I tylu posłów, żeby zablokować powstanie rządu PiS i PO. To się nie udało
— przyznał.
Co z pedofilią i jedzeniem psów?
Pytany, czy jego ugrupowaniu mogły zaszkodzić np. wypowiedzi na temat jedzenia psów, powiedział:
Tak, podejrzewam, że wyrażenie opinii na temat możliwości jedzenia psów również nie było tym, czego oczekiwał nasz elektorat w sierpniu.
A co z wypowiedziami Janusza Korwin-Mikkego, np. tą na temat pedofilii?
W sytuacji, w której temat pedofilii jest tematem nr wśród młodzieży – a młodzież jest naszym elektoratem – stawanie w obronie pedofilii, może nie wprost, ale takie wrażenie zostało, na pewno nie pomogło
— stwierdził.
„Wszystkie absolutnie opcje są na stole”
Czy zamierza zrezygnować ze stanowiska przewodniczącego?
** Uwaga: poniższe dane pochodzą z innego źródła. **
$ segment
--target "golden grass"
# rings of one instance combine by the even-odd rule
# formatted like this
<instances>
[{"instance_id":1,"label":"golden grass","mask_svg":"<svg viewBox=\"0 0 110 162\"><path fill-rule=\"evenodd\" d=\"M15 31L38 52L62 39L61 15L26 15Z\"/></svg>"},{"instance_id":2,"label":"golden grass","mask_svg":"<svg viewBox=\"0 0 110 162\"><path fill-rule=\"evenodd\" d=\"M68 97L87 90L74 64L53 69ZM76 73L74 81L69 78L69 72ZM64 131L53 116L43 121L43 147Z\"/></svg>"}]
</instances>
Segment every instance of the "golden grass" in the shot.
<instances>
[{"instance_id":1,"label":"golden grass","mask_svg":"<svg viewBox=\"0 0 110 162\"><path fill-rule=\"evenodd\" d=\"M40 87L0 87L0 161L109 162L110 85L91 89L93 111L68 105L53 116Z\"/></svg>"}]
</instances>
Z całą pewnością popełniłem wiele błędów i muszę je zdiagnozować
— stwierdził Sławomir Mentzen.
Jak przyznał, rozważa „absolutnie wszystko”, być może nawet całkowite wycofanie się z polityki.
Wszystkie absolutnie opcje są na stole
— powiedział.
Ja mam co w życiu robić
— podkreślił Mentzen.
Wzrost roli prezydenta?
Gość Radia Zet wyraził zadowolenie, że „Mateusz Morawiecki nie będzie już niedługo premierem”, a jednocześnie - zaniepokojenie, „że Donald Tusk będzie premierem”. Sławomir Mentzen zaznaczył, że za jego dorosłego życia „każdy kolejny rząd był gorszy od poprzedniego”.
Obawiam się, że teraz będzie tak samo
— powiedział.
Jestem przekonany, że spora część naszych wyborców, którzy się deklarowali jako nasi wyborcy jeszcze 2 miesiące temu, ostatecznie zagłosowało na Trzecią Drogę
— ocenił, pytany o los wyborców, którzy odpłynęli od Konfederacji.
Sławomir Mentzen stwierdził również, że ewentualny rząd KO, Lewicy i Trzeciej Drogi „będzie miał olbrzymie problemy na każdym kroku”.
Nie bardzo wiem, w jaki sposób Tusk chce pogodzić PSL z Lewicą, Zielonych z PSL, swoich liberałów z Razem
— wskazał.
Ocenił również, że po wyborach „zdecydowanie rośnie” rola prezydenta i że rząd złożony z trzech bloków dotychczas nazywających same siebie „opozycją demokratyczną” będzie miał przeciwko sobie właśnie głowę państwa, a także Trybunał Konstytucyjny oraz Telewizję Polską.